Without population growth, our workforce would be depleted due to ageing.

Fact:

  • Ageing is only a temporary adjustment, and stops before there is a shortage of workers.
  • A stable population would give us similar dependency ratios to the 1960s (boom times!) only with more retirees and fewer children.
  • Retirees actually provide many economic and social contributions.
  • Fewer people ‘of working age’ means fewer unemployed, not fewer workers.

Myth:

Rising property values have made Australians wealthier.

Fact:

  • When house prices rise, it is inflation. Inflation means your income doesn’t go as far – that is, it makes people poorer.
  • Nothing is created – there is just a shift in wealth from the general population to a few of the richest. The beneficiaries are the small percentage of people who own or trade investment property, and the banks who finance mortgages. They gain by increasing the mortgage debts of the next generation.
  • Home-owners may benefit only when/if they downgrade to cheaper housing. In the meantime, they’re paying more rates.

Myth:

A bigger population makes us less vulnerable to invasion.

Fact:

  • Our military capability is not determined by our population.
  • The greater threats to national security are climate change and internal conflict due to too many people competing for too few jobs and resources.
  • Regional harmony will be promoted by Australia continuing food exports and aid programs, not becoming a debt-ridden food importer.

Myth:

We can delink economic growth and population growth from greenhouse emissions

Fact:

  • Some growth in services may have a low footprint, but a base level of provisioning per person needs physical resources and energy. Even service sector workers must be fed, clothed, housed and transported.
  • Construction is very emissions-intensive – we reduce per capita emissions merely by reducing growth rate and demand for infrastructure.
  • If we can reduce emissions despite growth, we can reduce them much faster without growth.

Myth:

Unless we restore replacement rate fertility, the population will collapse.

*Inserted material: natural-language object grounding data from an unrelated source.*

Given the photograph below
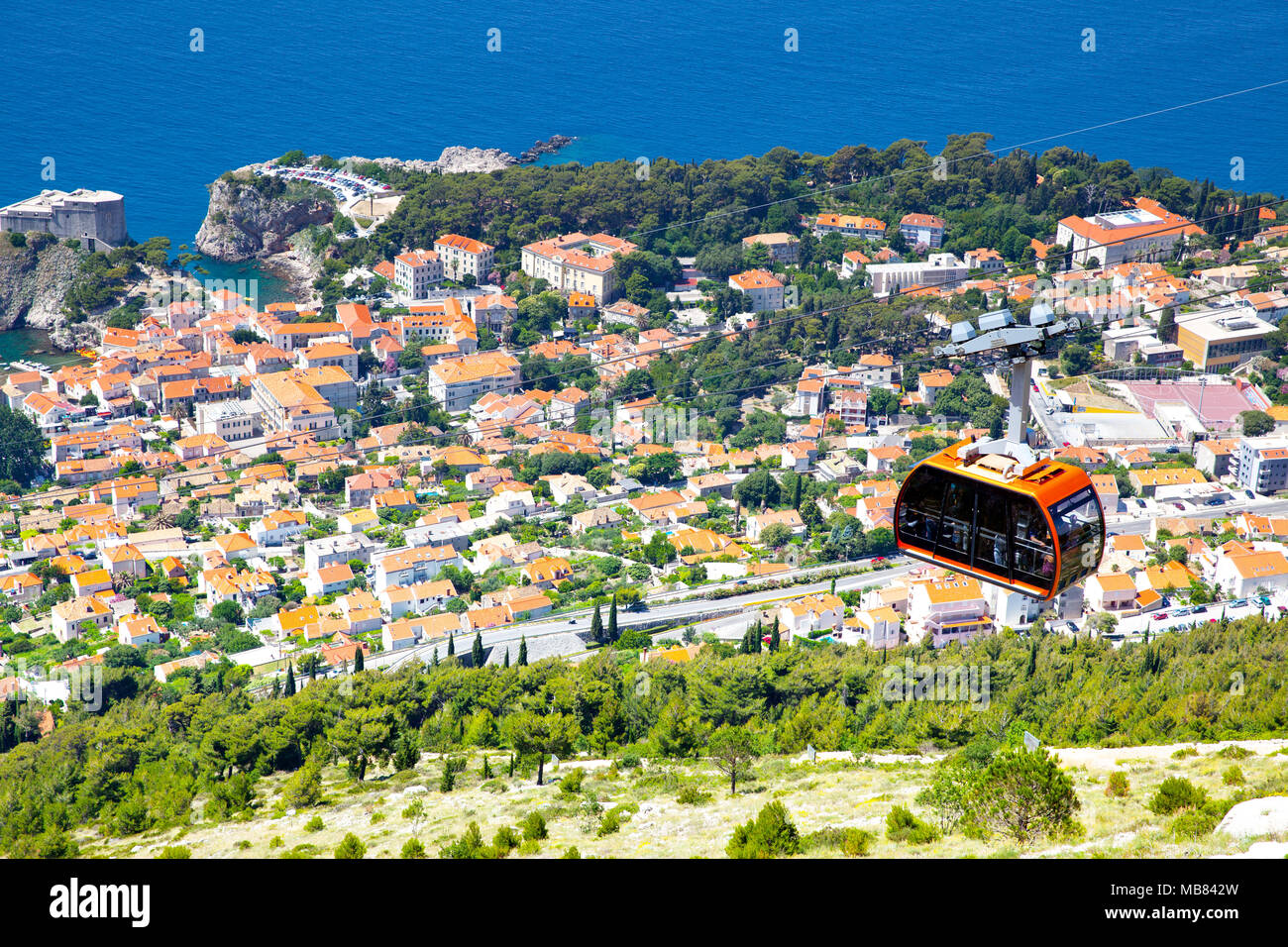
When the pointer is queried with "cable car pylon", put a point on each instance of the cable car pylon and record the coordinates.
(993, 509)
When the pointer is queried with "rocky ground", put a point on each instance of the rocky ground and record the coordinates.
(833, 791)
(33, 286)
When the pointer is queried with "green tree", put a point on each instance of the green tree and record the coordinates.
(1256, 423)
(733, 750)
(1024, 793)
(1076, 360)
(539, 735)
(351, 847)
(771, 835)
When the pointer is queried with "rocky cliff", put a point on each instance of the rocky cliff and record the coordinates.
(34, 283)
(244, 222)
(460, 159)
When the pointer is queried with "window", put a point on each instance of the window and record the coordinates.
(1078, 526)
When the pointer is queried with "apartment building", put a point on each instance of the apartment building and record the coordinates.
(922, 228)
(413, 566)
(784, 248)
(1219, 339)
(1261, 464)
(763, 289)
(1145, 232)
(576, 262)
(940, 269)
(948, 609)
(417, 272)
(291, 405)
(463, 257)
(460, 382)
(849, 226)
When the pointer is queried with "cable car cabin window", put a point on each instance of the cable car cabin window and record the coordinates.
(993, 528)
(957, 526)
(1080, 526)
(919, 512)
(1030, 541)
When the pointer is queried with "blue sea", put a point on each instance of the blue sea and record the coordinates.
(116, 97)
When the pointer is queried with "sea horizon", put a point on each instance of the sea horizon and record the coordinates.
(635, 80)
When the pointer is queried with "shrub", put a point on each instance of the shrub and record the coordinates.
(469, 845)
(412, 849)
(533, 826)
(505, 840)
(610, 822)
(1194, 823)
(769, 835)
(857, 841)
(1176, 793)
(571, 784)
(903, 826)
(304, 789)
(1024, 793)
(1117, 785)
(351, 847)
(692, 795)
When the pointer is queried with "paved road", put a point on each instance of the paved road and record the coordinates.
(677, 612)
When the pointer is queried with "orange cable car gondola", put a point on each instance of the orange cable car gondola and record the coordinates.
(1033, 528)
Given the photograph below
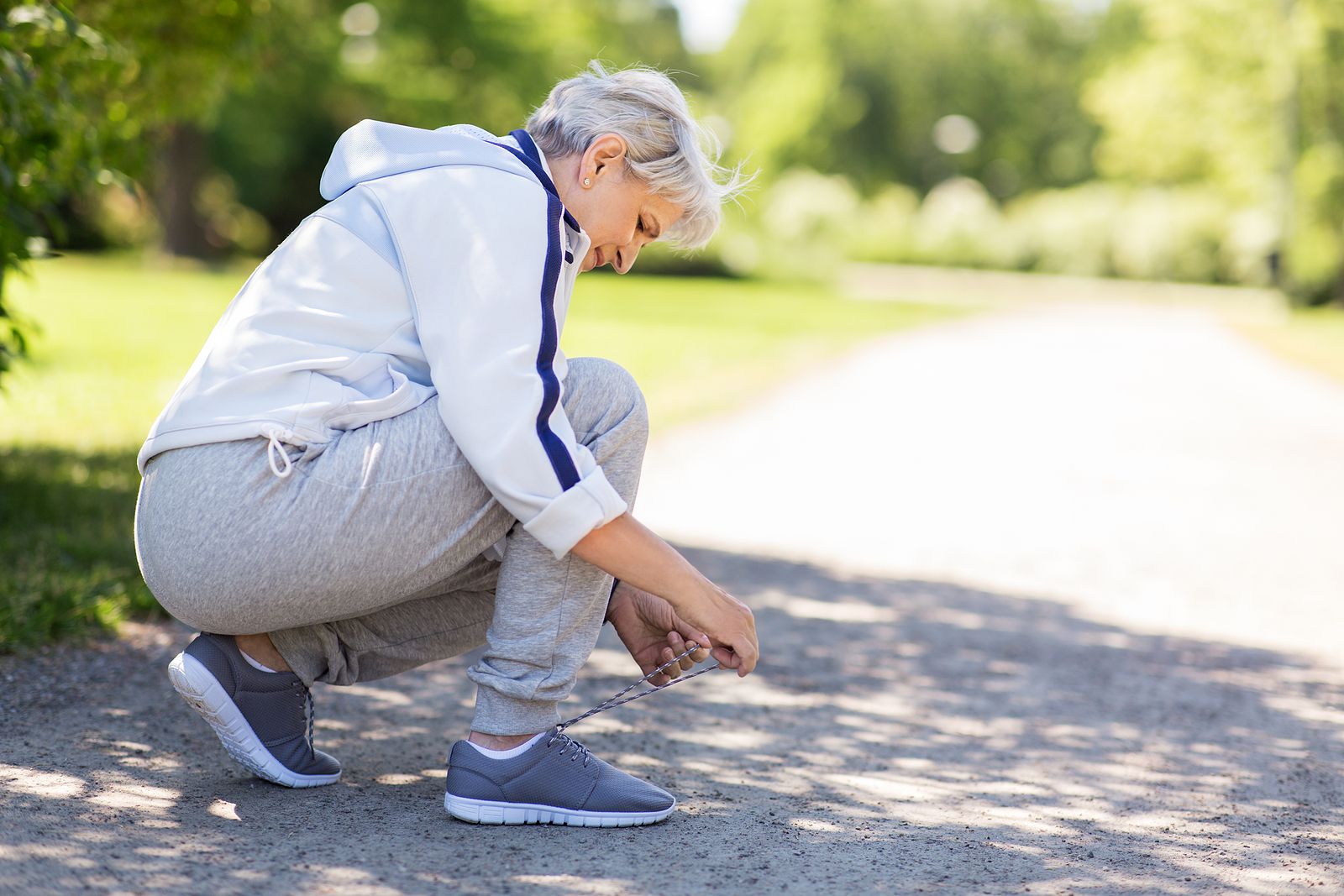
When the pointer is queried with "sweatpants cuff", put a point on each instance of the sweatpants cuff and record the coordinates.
(497, 714)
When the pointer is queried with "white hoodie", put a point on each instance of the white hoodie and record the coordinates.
(444, 265)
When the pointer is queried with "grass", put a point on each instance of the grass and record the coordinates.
(1310, 338)
(118, 335)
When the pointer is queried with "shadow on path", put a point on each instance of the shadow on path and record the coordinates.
(900, 736)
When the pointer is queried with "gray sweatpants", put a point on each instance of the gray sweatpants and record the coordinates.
(367, 559)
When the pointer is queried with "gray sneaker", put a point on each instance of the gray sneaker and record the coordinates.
(555, 781)
(264, 719)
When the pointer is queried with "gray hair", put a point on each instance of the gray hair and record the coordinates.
(667, 148)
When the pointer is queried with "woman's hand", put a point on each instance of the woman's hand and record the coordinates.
(730, 625)
(638, 558)
(652, 631)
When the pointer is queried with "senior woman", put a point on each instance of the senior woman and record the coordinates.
(382, 458)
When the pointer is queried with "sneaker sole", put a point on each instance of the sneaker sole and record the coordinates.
(486, 812)
(203, 694)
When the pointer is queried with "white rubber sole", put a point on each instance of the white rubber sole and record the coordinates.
(486, 812)
(203, 692)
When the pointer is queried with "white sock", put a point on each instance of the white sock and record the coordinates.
(506, 754)
(255, 664)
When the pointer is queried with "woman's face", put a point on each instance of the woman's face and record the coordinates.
(615, 208)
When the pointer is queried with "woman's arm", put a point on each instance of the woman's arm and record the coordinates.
(632, 553)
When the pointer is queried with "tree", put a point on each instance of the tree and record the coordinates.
(1243, 96)
(858, 90)
(57, 134)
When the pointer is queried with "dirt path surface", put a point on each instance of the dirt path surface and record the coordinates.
(1048, 600)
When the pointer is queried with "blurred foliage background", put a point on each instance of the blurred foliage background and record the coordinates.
(1200, 140)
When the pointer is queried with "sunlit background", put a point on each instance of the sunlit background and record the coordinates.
(1010, 396)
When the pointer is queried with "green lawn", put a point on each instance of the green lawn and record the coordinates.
(1312, 338)
(118, 335)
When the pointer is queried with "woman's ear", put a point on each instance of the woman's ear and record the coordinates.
(606, 150)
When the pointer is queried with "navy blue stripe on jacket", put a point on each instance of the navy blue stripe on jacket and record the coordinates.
(553, 443)
(555, 449)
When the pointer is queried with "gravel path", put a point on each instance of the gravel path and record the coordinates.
(1048, 600)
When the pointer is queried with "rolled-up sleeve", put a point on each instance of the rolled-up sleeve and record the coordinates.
(481, 253)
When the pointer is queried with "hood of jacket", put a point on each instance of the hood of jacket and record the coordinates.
(375, 149)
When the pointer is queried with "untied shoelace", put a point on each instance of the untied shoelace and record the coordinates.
(615, 700)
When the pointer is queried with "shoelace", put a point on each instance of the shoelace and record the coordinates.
(566, 741)
(615, 700)
(307, 696)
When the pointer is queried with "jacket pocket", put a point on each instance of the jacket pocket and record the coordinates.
(407, 396)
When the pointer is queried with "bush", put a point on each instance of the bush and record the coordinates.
(808, 223)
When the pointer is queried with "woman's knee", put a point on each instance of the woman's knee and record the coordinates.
(600, 396)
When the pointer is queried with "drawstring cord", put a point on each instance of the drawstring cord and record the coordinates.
(275, 448)
(615, 700)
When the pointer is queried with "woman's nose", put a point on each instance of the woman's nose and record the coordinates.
(625, 258)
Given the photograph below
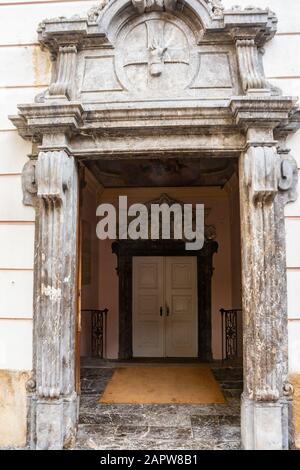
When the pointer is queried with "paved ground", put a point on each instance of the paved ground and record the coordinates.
(182, 427)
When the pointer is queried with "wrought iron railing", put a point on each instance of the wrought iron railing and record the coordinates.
(98, 332)
(230, 332)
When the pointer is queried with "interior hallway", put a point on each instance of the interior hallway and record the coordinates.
(165, 427)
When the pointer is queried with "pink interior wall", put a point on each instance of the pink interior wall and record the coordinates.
(236, 280)
(215, 199)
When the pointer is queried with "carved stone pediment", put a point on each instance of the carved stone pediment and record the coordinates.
(177, 62)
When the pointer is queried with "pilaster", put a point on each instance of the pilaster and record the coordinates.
(53, 403)
(265, 181)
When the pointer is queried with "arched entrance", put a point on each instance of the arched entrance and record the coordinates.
(132, 80)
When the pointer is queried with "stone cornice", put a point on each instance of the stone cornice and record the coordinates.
(35, 120)
(91, 30)
(262, 111)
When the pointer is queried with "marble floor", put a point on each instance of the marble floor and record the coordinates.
(158, 427)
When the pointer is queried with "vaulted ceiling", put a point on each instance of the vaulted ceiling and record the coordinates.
(158, 172)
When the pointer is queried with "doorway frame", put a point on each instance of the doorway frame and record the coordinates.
(127, 249)
(251, 122)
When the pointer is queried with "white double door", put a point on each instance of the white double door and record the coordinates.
(165, 306)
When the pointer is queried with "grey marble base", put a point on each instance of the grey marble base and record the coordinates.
(264, 426)
(146, 427)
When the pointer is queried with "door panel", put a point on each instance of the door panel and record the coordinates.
(171, 283)
(181, 300)
(148, 324)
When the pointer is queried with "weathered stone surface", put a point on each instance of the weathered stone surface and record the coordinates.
(13, 408)
(169, 78)
(52, 389)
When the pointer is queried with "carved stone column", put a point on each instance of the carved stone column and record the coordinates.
(65, 73)
(266, 183)
(53, 396)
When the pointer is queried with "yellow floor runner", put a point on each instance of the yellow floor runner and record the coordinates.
(162, 384)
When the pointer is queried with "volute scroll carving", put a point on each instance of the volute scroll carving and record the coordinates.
(268, 173)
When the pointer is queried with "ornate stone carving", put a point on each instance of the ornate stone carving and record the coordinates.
(55, 281)
(265, 180)
(216, 7)
(253, 80)
(66, 63)
(143, 6)
(261, 170)
(159, 58)
(95, 12)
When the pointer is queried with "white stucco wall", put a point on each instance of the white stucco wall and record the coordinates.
(24, 72)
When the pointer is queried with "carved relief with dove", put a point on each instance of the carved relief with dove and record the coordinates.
(156, 55)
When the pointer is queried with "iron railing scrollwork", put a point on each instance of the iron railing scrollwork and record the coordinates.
(98, 332)
(229, 320)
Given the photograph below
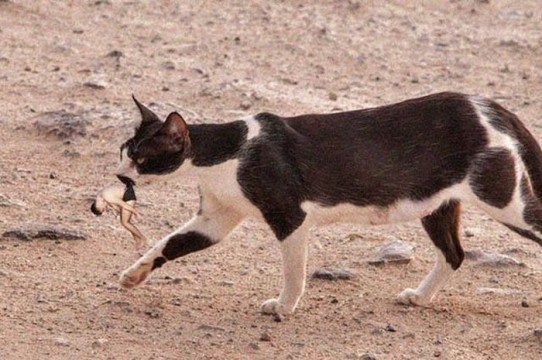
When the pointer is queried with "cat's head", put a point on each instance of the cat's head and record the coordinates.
(157, 147)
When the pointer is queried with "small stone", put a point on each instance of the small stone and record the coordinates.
(96, 82)
(168, 65)
(153, 313)
(265, 337)
(390, 328)
(396, 252)
(99, 343)
(497, 291)
(206, 327)
(62, 124)
(332, 274)
(483, 258)
(115, 54)
(31, 232)
(60, 341)
(245, 105)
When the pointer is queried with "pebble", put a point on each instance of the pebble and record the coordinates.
(30, 232)
(206, 327)
(390, 328)
(245, 105)
(99, 343)
(265, 337)
(60, 341)
(96, 82)
(62, 124)
(332, 274)
(497, 291)
(396, 252)
(483, 258)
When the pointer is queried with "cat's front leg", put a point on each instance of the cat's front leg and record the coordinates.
(294, 264)
(204, 230)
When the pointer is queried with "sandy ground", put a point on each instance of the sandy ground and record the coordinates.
(216, 61)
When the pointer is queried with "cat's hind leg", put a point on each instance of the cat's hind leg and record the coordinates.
(442, 227)
(294, 262)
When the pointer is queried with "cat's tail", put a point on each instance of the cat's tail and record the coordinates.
(531, 180)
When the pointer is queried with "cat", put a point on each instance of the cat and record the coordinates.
(417, 159)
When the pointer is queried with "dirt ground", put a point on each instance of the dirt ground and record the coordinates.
(216, 61)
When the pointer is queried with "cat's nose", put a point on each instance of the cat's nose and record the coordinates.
(126, 180)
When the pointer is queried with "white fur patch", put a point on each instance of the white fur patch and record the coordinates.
(496, 138)
(254, 127)
(400, 211)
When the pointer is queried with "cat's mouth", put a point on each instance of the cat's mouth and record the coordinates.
(126, 180)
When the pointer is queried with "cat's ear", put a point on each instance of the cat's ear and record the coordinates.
(147, 116)
(175, 129)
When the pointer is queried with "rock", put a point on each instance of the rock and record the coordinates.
(482, 258)
(168, 65)
(62, 124)
(497, 291)
(6, 202)
(265, 337)
(117, 54)
(332, 274)
(153, 313)
(96, 82)
(31, 232)
(390, 328)
(396, 252)
(206, 327)
(99, 343)
(245, 105)
(60, 341)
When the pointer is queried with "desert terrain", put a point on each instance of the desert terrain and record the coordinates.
(68, 70)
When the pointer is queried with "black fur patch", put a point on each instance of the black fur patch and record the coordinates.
(183, 244)
(376, 156)
(530, 152)
(493, 177)
(129, 194)
(158, 262)
(442, 227)
(213, 144)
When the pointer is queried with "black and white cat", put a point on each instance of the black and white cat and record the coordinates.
(418, 159)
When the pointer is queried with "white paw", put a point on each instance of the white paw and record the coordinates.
(274, 307)
(412, 297)
(135, 275)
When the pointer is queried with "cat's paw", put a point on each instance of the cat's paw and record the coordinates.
(135, 275)
(412, 297)
(274, 307)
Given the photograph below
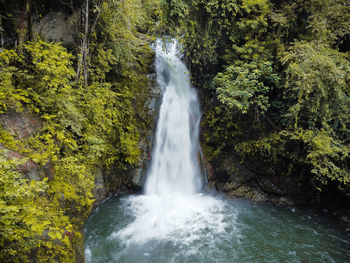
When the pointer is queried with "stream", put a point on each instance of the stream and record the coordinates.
(175, 221)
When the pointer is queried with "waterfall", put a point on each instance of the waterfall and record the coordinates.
(174, 168)
(172, 207)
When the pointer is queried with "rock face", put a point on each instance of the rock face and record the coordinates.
(232, 177)
(150, 110)
(23, 125)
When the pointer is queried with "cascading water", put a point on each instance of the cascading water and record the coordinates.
(174, 169)
(172, 207)
(174, 222)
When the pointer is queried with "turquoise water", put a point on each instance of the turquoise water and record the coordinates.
(247, 232)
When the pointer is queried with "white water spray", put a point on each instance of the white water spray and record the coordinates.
(172, 207)
(174, 169)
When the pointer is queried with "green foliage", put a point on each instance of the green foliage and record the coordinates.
(280, 84)
(244, 86)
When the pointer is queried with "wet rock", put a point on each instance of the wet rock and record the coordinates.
(57, 27)
(100, 190)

  • We had twice as many births as deaths, at a fertility rate of 1.7 children per woman.
  • It takes several decades for deaths to catch up to births, even with fertility well below 2.
  • After population peaks, we can adjust fertility and/or immigration upward if we choose not to let population decline. We can’t adjust population downward at our whim.

Myth:

Economic growth is a function of Population, Participation and Productivity (the Three “P”s)

Fact:

  • In plain language, this is saying “more people working longer hours for less pay!” What about income inequality and quality of life?
  • Wealth is a “per capita” thing. Population growth doesn’t increase the number of people per capita. But it does reduce participation (i.e. unemployment is higher) and productivity (resources are more scarce, rents are higher, infrastructure is congested and cash-strapped governments are less able to assist).

Myth:

Migrants create more jobs than they take.

Fact:

  • This could only be true if they were spending more in the local economy than their local income. That is, because of wealth they bring with them or additional exports they create, their total spending, minus what they spend on all imports and remittances and debt-servicing, exceeds their salary. This may be true of rich Germans retiring to Spain, but it’s not true of Australia’s migrants.
  • Countries with lower population growth tend to have lower unemployment, and less income inequality (i.e. better pay for low-wage workers).
  • The proponents of more migration themselves claim it will put downward pressure on wages (or “reduce inflationary pressure on wages”). This means people agree to work for less because it’s harder to get a job.

Myth:

People who want lower immigration are racist and xenophobic.

Fact:

  • Unlimited immigration makes sustainability impossible. This applies regardless of the race or ethnicity of the immigrants.
  • Many immigrants also want lower immigration, because they value the environment and quality of life in Australia.
  • Social progressives should want lower immigration, because high immigration enriches the rich at the expense of the poor. Immigrants themselves are exploited in the process.